Intervention de Pierre Moscovici

Réunion du mardi 9 mai 2023 à 17h30
Commission des finances, de l'économie générale et du contrôle budgétaire

Pierre Moscovici, président du Haut Conseil des finances publiques :

Monsieur le président, monsieur le rapporteur général, mesdames et messieurs les députés, je vous remercie de m'avoir invité devant votre commission en tant que président du Haut Conseil des finances publiques afin de vous présenter les principales conclusions de notre avis sur les prévisions macroéconomiques associées au programme de stabilité pour les années 2023 à 2027.

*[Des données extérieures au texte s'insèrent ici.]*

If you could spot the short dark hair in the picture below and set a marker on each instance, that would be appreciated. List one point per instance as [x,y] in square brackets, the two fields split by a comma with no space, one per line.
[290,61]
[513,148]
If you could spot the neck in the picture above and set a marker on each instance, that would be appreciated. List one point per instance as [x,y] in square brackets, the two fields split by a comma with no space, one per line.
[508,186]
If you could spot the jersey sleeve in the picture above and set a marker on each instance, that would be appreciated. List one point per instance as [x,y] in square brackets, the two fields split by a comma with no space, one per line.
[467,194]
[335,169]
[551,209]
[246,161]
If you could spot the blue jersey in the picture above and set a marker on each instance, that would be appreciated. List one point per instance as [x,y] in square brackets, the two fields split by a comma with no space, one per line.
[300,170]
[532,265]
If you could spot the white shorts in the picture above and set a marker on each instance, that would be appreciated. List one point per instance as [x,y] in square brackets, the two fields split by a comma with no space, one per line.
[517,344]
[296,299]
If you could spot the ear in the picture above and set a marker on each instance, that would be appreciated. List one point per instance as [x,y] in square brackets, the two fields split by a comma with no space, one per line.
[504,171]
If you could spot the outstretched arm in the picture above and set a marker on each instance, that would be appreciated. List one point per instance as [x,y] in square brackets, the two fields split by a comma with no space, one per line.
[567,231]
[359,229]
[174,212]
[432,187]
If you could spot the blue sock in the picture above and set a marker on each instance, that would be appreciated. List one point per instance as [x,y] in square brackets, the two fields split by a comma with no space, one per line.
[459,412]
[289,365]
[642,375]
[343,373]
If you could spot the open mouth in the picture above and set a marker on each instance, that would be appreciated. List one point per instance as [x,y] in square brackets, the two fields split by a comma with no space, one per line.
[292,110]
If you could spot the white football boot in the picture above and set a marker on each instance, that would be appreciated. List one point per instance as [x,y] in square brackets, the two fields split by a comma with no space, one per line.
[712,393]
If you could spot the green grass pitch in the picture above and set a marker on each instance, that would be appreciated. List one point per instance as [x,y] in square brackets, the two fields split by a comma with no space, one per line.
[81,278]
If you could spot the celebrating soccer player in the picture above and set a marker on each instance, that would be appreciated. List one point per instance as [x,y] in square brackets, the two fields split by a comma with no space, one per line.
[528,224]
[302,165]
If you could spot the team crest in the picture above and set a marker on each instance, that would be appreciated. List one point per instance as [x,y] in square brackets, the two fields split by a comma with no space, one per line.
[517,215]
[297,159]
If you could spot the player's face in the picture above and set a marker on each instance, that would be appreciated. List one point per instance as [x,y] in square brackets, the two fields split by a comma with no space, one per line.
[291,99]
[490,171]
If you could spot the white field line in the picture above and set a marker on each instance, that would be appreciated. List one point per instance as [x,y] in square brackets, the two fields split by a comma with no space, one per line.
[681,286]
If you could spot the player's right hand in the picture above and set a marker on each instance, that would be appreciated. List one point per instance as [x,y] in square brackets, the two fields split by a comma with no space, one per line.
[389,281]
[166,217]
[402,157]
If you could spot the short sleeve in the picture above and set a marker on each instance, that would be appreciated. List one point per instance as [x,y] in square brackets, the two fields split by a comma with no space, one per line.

C'est peut-être le dernier programme de stabilité que déposera la France puisque, comme vous le savez, la commission a formulé, le 26 avril dernier, ses propositions législatives pour une réforme de la gouvernance économique européenne. Elle propose de remplacer les programmes de stabilité, qui présentent une programmation budgétaire glissante, par des programmes « budgétaires et structurels de moyen terme » fixés pour quatre ans, qui détermineraient une trajectoire d'évolution de la dépense publique nationale et non plus de solde public. Pour les pays endettés comme la France, le plan de moyen terme devrait assurer qu'à partir de la fin de la période de référence de quatre ans au plus tard, le ratio de dette publique diminue continûment sur une période de dix ans, à politique inchangée, et que le déficit soit maintenu durablement en deçà de trois points de produit intérieur brut (PIB). Un délai supplémentaire de trois ans pourrait être accordé si des réformes structurelles ou d'investissement public dûment identifiées pouvaient le justifier.

C'est une proposition qui me paraît intéressante : elle permet de définir des trajectoires différenciées suivant les pays et ainsi d'améliorer l'appropriation des règles par les différentes instances nationales. Elle est de nature à éviter le caractère procyclique des règles antérieures – que j'ai souligné depuis plus d'une décennie dans mes différentes fonctions –, qui a pu favoriser des politiques trop restrictives en période de croissance faible et des politiques trop expansionnistes (ou faisant apparaître de trop faibles efforts de réduction du déficit alors que des marges de manœuvre existent) en période de croissance plus soutenue, ce dont la France a déjà donné l'exemple.

La Commission européenne n'a pas encore rendu publique la trajectoire de dépense publique qui en résulterait pour la France. Le ministère des finances n'a pas transmis ses données au HCFP, ce qui ne nous permet pas de juger dans quelle mesure la trajectoire présentée aujourd'hui s'écarte de celle envisagée par la Commission. Compte tenu des débats qui se poursuivent entre les États membres, le calendrier d'adoption de la réforme proposée par la Commission devrait théoriquement conduire à « rebrancher » les règles à compter du 1er janvier 2024. Stratégiquement, il serait préférable de « rebrancher » de nouvelles règles plutôt que les anciennes. Tout ceci devrait être décidé assez rapidement mais il n'existe pas, pour l'instant, de certitude sur ce calendrier.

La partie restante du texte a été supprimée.